# MySchema

This is a rendered copy of myschema.ipynb. You can optionally run it interactively on [binder at this link](https://mybinder.org/v2/gh/yihui-lai/coffea/5a506e83975baa75fdf3ac92de720aef79aa1446)

The interpretation of the TTree data is configurable via schema objects. Schema teachs the event processor how to group variables into collections, so operations can be run over entire collection at once:

In this demo, we will create our own schema and implement our own [behaviors](https://awkward-array.readthedocs.io/en/latest/ak.behavior.html). 

First, Let's look at the root file with `NanoAODSchema` and see what's inside of it.
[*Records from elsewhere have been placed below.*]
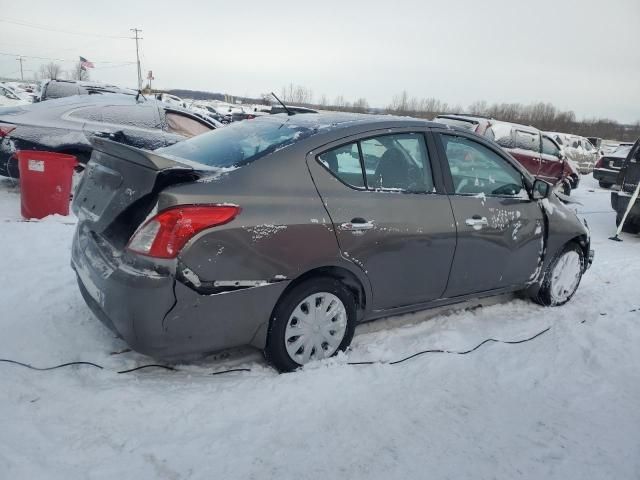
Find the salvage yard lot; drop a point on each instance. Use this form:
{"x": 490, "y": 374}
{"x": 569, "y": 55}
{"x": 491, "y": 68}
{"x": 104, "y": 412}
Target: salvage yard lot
{"x": 564, "y": 405}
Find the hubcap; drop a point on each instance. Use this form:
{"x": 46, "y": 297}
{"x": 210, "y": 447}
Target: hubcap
{"x": 315, "y": 328}
{"x": 565, "y": 276}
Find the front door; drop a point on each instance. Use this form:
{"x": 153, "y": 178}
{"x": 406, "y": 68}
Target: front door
{"x": 390, "y": 219}
{"x": 500, "y": 229}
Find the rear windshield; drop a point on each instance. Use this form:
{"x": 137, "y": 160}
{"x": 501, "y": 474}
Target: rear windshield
{"x": 239, "y": 143}
{"x": 457, "y": 122}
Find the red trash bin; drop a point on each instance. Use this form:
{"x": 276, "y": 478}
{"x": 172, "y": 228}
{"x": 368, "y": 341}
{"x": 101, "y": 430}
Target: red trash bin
{"x": 45, "y": 182}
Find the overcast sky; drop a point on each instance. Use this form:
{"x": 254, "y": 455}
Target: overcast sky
{"x": 578, "y": 55}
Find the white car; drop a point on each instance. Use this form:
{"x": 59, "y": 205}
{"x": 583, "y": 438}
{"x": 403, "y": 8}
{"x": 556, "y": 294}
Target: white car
{"x": 10, "y": 98}
{"x": 577, "y": 149}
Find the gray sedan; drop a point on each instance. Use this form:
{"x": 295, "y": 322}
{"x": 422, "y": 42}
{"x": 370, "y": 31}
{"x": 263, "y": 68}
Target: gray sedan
{"x": 284, "y": 232}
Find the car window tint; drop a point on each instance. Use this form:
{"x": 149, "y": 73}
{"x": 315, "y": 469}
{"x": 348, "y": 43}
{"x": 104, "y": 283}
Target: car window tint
{"x": 550, "y": 148}
{"x": 527, "y": 141}
{"x": 501, "y": 134}
{"x": 477, "y": 170}
{"x": 397, "y": 162}
{"x": 344, "y": 163}
{"x": 239, "y": 143}
{"x": 139, "y": 115}
{"x": 185, "y": 126}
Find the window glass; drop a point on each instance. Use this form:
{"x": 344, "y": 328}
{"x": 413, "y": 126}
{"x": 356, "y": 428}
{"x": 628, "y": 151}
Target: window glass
{"x": 477, "y": 170}
{"x": 344, "y": 163}
{"x": 240, "y": 143}
{"x": 550, "y": 148}
{"x": 501, "y": 134}
{"x": 397, "y": 162}
{"x": 185, "y": 126}
{"x": 527, "y": 141}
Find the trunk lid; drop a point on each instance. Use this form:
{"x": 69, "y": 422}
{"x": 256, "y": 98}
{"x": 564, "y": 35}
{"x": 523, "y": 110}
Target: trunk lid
{"x": 120, "y": 188}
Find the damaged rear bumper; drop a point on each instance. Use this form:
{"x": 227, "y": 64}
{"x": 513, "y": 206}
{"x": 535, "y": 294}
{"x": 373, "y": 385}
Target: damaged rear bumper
{"x": 160, "y": 316}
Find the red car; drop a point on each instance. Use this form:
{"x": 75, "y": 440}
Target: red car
{"x": 538, "y": 153}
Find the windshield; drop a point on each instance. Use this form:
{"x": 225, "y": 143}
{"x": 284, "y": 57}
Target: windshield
{"x": 239, "y": 143}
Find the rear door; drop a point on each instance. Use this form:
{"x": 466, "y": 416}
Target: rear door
{"x": 499, "y": 227}
{"x": 391, "y": 216}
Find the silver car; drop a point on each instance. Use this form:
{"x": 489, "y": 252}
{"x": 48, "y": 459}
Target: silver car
{"x": 284, "y": 232}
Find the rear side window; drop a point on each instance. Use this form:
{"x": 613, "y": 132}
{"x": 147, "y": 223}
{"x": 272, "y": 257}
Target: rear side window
{"x": 239, "y": 143}
{"x": 397, "y": 162}
{"x": 527, "y": 141}
{"x": 344, "y": 163}
{"x": 477, "y": 170}
{"x": 185, "y": 126}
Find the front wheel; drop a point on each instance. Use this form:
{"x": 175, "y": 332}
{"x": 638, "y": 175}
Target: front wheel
{"x": 562, "y": 277}
{"x": 312, "y": 321}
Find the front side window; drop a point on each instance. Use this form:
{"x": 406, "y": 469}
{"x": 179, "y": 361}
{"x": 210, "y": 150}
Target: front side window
{"x": 527, "y": 141}
{"x": 397, "y": 162}
{"x": 478, "y": 170}
{"x": 550, "y": 148}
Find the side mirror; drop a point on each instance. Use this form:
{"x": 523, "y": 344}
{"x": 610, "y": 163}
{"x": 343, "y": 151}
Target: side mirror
{"x": 541, "y": 189}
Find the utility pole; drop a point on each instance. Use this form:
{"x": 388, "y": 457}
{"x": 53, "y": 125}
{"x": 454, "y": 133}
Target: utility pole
{"x": 21, "y": 59}
{"x": 136, "y": 38}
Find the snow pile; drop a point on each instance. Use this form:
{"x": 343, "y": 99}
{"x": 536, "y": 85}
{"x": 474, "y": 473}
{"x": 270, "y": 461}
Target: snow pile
{"x": 562, "y": 406}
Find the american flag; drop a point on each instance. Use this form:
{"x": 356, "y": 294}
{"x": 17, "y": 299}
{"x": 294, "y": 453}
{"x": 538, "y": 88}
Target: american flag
{"x": 84, "y": 63}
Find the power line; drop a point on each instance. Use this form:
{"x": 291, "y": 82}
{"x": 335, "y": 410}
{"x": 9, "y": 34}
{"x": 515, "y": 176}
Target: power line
{"x": 136, "y": 31}
{"x": 22, "y": 23}
{"x": 122, "y": 62}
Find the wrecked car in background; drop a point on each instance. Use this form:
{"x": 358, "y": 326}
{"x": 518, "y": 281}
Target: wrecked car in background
{"x": 286, "y": 231}
{"x": 61, "y": 125}
{"x": 625, "y": 187}
{"x": 539, "y": 155}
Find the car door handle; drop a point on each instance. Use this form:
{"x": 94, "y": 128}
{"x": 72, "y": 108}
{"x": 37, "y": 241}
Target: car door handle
{"x": 477, "y": 221}
{"x": 357, "y": 224}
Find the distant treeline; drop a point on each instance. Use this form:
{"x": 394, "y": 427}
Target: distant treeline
{"x": 544, "y": 116}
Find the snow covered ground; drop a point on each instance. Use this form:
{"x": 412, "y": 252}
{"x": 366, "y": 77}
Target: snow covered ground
{"x": 563, "y": 406}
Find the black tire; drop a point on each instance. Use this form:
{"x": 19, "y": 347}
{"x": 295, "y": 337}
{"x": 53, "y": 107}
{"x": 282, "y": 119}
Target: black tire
{"x": 629, "y": 226}
{"x": 275, "y": 351}
{"x": 544, "y": 296}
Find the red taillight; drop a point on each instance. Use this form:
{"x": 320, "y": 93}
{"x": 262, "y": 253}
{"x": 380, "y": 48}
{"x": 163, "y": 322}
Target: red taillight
{"x": 6, "y": 129}
{"x": 165, "y": 234}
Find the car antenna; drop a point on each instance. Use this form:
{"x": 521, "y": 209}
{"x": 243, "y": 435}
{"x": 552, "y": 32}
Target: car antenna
{"x": 289, "y": 112}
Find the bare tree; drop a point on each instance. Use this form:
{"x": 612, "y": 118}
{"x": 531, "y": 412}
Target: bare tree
{"x": 79, "y": 73}
{"x": 50, "y": 70}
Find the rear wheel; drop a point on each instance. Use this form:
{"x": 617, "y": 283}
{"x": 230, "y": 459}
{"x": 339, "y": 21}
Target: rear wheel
{"x": 314, "y": 320}
{"x": 562, "y": 277}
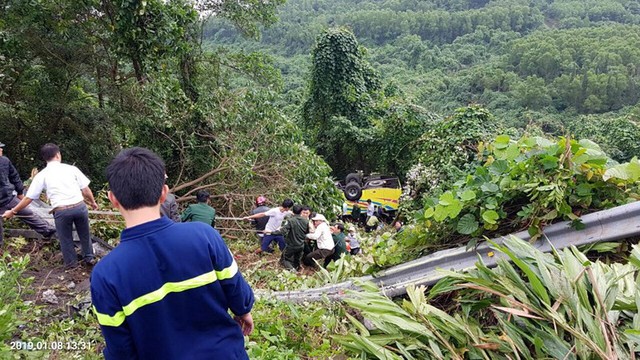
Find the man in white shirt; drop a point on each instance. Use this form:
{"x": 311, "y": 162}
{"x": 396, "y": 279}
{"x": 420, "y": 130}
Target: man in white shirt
{"x": 371, "y": 209}
{"x": 11, "y": 192}
{"x": 272, "y": 229}
{"x": 67, "y": 188}
{"x": 324, "y": 241}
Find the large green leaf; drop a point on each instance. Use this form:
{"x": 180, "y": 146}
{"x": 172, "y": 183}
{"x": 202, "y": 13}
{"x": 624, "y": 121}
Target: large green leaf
{"x": 490, "y": 217}
{"x": 467, "y": 224}
{"x": 629, "y": 171}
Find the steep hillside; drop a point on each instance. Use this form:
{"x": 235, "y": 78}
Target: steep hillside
{"x": 522, "y": 59}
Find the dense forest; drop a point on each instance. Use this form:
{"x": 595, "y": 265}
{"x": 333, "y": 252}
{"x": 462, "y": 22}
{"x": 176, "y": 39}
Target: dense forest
{"x": 497, "y": 115}
{"x": 547, "y": 61}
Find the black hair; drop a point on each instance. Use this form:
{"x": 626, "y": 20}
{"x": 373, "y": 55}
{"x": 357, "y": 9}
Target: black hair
{"x": 202, "y": 195}
{"x": 48, "y": 151}
{"x": 136, "y": 178}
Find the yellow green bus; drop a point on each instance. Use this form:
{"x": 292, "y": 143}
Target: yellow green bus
{"x": 383, "y": 191}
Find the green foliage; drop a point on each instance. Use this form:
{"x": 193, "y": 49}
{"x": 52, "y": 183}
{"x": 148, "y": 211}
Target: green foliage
{"x": 12, "y": 283}
{"x": 98, "y": 76}
{"x": 342, "y": 89}
{"x": 557, "y": 305}
{"x": 530, "y": 182}
{"x": 550, "y": 57}
{"x": 618, "y": 136}
{"x": 448, "y": 149}
{"x": 287, "y": 331}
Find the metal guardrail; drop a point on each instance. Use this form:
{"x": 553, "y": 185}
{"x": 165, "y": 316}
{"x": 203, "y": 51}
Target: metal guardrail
{"x": 608, "y": 225}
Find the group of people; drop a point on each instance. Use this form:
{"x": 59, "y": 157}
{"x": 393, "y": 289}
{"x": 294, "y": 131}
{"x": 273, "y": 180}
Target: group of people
{"x": 67, "y": 189}
{"x": 302, "y": 236}
{"x": 166, "y": 290}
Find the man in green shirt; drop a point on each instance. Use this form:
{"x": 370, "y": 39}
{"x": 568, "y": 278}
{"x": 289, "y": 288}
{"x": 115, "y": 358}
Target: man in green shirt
{"x": 337, "y": 233}
{"x": 294, "y": 231}
{"x": 201, "y": 211}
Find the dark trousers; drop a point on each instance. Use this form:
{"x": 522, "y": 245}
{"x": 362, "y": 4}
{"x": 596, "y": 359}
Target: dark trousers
{"x": 28, "y": 217}
{"x": 268, "y": 239}
{"x": 291, "y": 257}
{"x": 317, "y": 254}
{"x": 65, "y": 220}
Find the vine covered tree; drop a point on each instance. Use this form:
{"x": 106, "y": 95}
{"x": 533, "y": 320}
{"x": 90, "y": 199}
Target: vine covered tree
{"x": 342, "y": 90}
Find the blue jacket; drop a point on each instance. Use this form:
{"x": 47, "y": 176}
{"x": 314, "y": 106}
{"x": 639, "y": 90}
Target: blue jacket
{"x": 165, "y": 292}
{"x": 9, "y": 181}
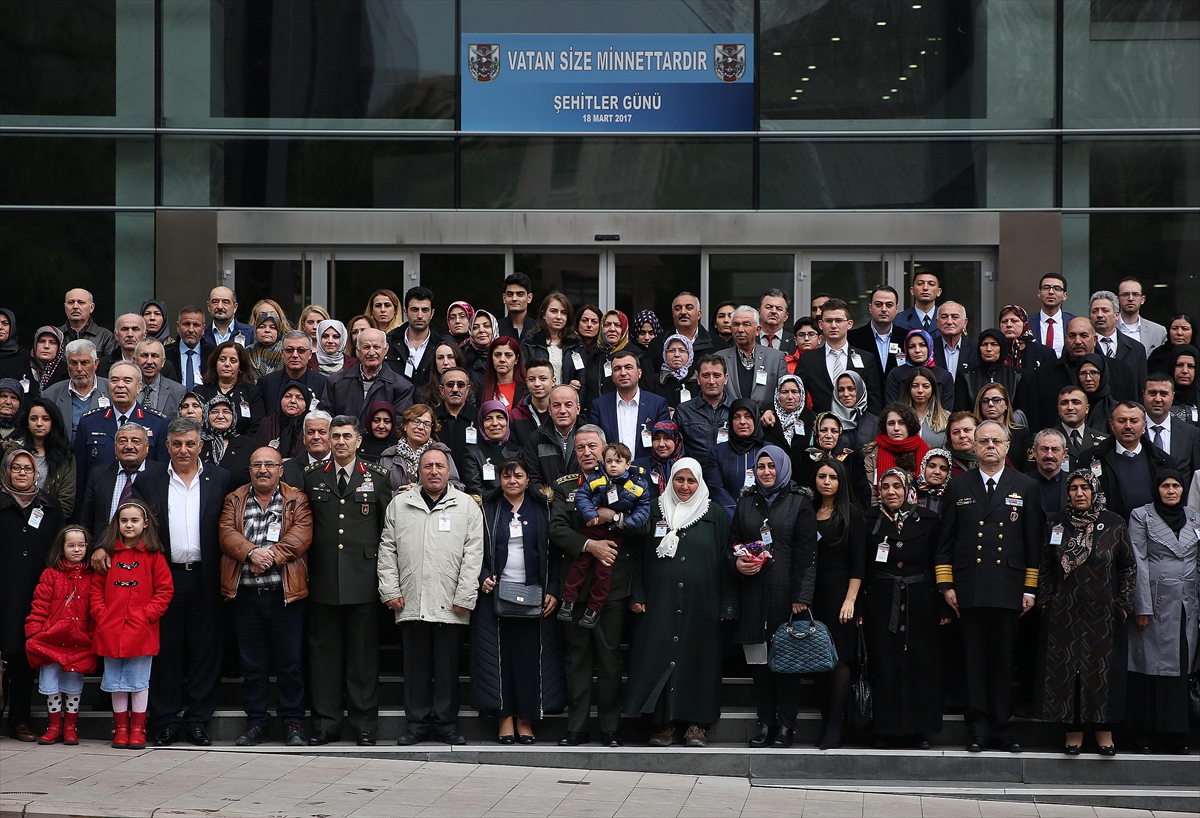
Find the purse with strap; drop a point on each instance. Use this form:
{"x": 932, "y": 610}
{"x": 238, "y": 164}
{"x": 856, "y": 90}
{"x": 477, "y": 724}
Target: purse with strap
{"x": 802, "y": 647}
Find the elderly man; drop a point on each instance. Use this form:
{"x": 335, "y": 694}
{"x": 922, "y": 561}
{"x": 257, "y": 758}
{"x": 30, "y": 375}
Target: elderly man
{"x": 189, "y": 505}
{"x": 348, "y": 498}
{"x": 754, "y": 370}
{"x": 79, "y": 306}
{"x": 265, "y": 531}
{"x": 987, "y": 567}
{"x": 352, "y": 391}
{"x": 430, "y": 558}
{"x": 598, "y": 648}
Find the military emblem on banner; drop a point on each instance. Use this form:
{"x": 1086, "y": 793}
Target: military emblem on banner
{"x": 730, "y": 61}
{"x": 484, "y": 61}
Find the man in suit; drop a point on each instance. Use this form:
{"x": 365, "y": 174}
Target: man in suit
{"x": 297, "y": 353}
{"x": 766, "y": 366}
{"x": 1129, "y": 373}
{"x": 348, "y": 499}
{"x": 109, "y": 483}
{"x": 1051, "y": 320}
{"x": 953, "y": 350}
{"x": 1179, "y": 441}
{"x": 96, "y": 437}
{"x": 159, "y": 391}
{"x": 987, "y": 567}
{"x": 189, "y": 506}
{"x": 923, "y": 313}
{"x": 82, "y": 391}
{"x": 821, "y": 367}
{"x": 629, "y": 414}
{"x": 773, "y": 316}
{"x": 352, "y": 391}
{"x": 1143, "y": 330}
{"x": 881, "y": 336}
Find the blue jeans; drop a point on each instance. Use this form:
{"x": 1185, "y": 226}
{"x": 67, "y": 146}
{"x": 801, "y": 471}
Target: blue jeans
{"x": 269, "y": 632}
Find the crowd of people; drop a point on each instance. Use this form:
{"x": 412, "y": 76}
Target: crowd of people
{"x": 1011, "y": 519}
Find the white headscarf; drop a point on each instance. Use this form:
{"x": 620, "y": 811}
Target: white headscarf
{"x": 678, "y": 515}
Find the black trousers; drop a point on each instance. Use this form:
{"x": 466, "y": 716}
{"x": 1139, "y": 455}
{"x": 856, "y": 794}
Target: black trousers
{"x": 431, "y": 675}
{"x": 989, "y": 636}
{"x": 343, "y": 654}
{"x": 269, "y": 632}
{"x": 191, "y": 633}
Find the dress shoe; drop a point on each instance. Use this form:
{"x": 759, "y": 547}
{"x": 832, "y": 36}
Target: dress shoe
{"x": 253, "y": 737}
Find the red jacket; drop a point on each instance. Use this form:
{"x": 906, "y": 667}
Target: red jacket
{"x": 59, "y": 627}
{"x": 129, "y": 601}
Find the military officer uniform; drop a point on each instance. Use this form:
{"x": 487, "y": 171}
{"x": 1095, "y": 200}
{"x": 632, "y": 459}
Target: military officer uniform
{"x": 989, "y": 554}
{"x": 96, "y": 437}
{"x": 600, "y": 647}
{"x": 343, "y": 596}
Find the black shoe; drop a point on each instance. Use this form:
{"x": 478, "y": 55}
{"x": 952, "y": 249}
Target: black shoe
{"x": 293, "y": 734}
{"x": 763, "y": 738}
{"x": 252, "y": 737}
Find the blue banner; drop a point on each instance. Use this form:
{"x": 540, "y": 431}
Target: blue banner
{"x": 599, "y": 83}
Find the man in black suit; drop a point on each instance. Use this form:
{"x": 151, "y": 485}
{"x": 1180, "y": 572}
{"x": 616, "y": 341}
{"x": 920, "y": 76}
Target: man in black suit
{"x": 881, "y": 336}
{"x": 820, "y": 367}
{"x": 987, "y": 567}
{"x": 189, "y": 506}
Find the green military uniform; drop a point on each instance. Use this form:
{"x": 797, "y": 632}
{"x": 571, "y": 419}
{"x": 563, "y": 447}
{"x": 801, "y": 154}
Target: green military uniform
{"x": 343, "y": 621}
{"x": 600, "y": 647}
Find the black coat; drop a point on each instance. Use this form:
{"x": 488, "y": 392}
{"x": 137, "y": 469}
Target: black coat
{"x": 790, "y": 576}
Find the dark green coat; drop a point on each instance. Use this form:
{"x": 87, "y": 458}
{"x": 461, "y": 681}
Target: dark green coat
{"x": 678, "y": 642}
{"x": 346, "y": 533}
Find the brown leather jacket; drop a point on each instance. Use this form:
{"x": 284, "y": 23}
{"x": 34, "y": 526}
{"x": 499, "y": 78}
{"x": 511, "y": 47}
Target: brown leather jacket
{"x": 289, "y": 551}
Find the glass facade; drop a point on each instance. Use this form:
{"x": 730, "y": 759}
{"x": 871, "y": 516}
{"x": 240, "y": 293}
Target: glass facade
{"x": 112, "y": 110}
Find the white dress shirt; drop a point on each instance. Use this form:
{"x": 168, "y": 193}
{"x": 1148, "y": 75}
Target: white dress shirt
{"x": 184, "y": 516}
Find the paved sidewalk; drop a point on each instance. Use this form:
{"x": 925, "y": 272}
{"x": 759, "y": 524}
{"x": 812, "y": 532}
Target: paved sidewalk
{"x": 94, "y": 780}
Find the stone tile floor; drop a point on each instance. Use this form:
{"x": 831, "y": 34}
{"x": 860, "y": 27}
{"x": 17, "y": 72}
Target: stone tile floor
{"x": 95, "y": 781}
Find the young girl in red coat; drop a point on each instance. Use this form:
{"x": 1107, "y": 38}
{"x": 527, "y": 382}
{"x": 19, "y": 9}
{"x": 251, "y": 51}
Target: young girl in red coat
{"x": 58, "y": 632}
{"x": 127, "y": 601}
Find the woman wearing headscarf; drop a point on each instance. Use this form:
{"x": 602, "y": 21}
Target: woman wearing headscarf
{"x": 901, "y": 611}
{"x": 1165, "y": 539}
{"x": 329, "y": 352}
{"x": 775, "y": 513}
{"x": 990, "y": 370}
{"x": 918, "y": 349}
{"x": 283, "y": 428}
{"x": 666, "y": 449}
{"x": 24, "y": 545}
{"x": 681, "y": 585}
{"x": 731, "y": 465}
{"x": 1085, "y": 593}
{"x": 676, "y": 382}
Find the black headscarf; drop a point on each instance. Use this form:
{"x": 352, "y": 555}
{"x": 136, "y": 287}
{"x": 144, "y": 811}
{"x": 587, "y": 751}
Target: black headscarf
{"x": 1174, "y": 516}
{"x": 751, "y": 443}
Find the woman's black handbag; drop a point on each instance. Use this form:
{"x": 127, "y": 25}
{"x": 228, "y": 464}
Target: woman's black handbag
{"x": 517, "y": 601}
{"x": 802, "y": 647}
{"x": 862, "y": 708}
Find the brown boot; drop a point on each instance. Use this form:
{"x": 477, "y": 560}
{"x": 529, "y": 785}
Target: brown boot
{"x": 54, "y": 731}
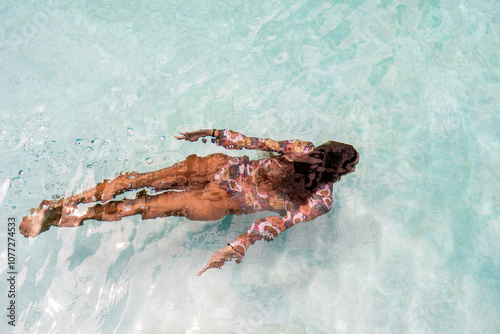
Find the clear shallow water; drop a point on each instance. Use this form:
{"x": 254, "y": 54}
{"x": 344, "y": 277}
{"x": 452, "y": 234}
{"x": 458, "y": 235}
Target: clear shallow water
{"x": 92, "y": 89}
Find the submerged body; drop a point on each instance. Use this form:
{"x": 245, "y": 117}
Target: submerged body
{"x": 296, "y": 184}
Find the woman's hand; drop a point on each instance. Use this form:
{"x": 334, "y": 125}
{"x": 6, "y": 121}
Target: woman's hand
{"x": 221, "y": 256}
{"x": 194, "y": 135}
The events object can be instantiated as follows:


In [1]:
from coffea.nanoevents import NanoEventsFactory, BaseSchema, NanoAODSchema
fname = "https://raw.githubusercontent.com/CoffeaTeam/coffea/master/tests/samples/nano_dy.root"
events = NanoEventsFactory.from_root(
           fname, 
           schemaclass=NanoAODSchema
         ).events()
print(events.Electron.fields)

['deltaEtaSC', 'dr03EcalRecHitSumEt', 'dr03HcalDepth1TowerSumEt', 'dr03TkSumPt', 'dr03TkSumPtHEEP', 'dxy', 'dxyErr', 'dz', 'dzErr', 'eCorr', 'eInvMinusPInv', 'energyErr', 'eta', 'hoe', 'ip3d', 'jetPtRelv2', 'jetRelIso', 'mass', 'miniPFRelIso_all', 'miniPFRelIso_chg', 'mvaFall17V1Iso', 'mvaFall17V1noIso', 'mvaFall17V2Iso', 'mvaFall17V2noIso', 'pfRelIso03_all', 'pfRelIso03_chg', 'phi', 'pt', 'r9', 'sieie', 'sip3d', 'mvaTTH', 'charge', 'cutBased', 'cutBased_Fall17_V1', 'jetIdx', 'pdgId', 'photonIdx', 'tightCharge', 'vidNestedWPBitmap', 'vidNestedWPBitmapHEEP', 'convVeto', 'cutBased_HEEP', 'isPFcand', 'lostHits', 'mvaFall17V1Iso_WP80', 'mvaFall17V1Iso_WP90', 'mvaFall17V1Iso_WPL', 'mvaFall17V1noIso_WP80', 'mvaFall17V1noIso_WP90', 'mvaFall17V1noIso_WPL', 'mvaFall17V2Iso_WP80', 'mvaFall17V2Iso_WP90', 'mvaFall17V2Iso_WPL', 'mvaFall17V2noIso_WP80', 'mvaFall17V2noIso_WP90', 'mvaFall17V2noIso_WPL', 'seedGain', 'genPartIdx', 'genPartFlav', 'cleanmask', 'jetIdxG', 'photonIdxG', 'genPartIdxG']


Now we can copy the skeleton of a schema class:

In [2]:
class MySchema(BaseSchema):
    """
    my schema
    """
    def __init__(self, base_form):
        super().__init__(base_form)
        self._form["contents"] = self._build_collections(self._form["contents"])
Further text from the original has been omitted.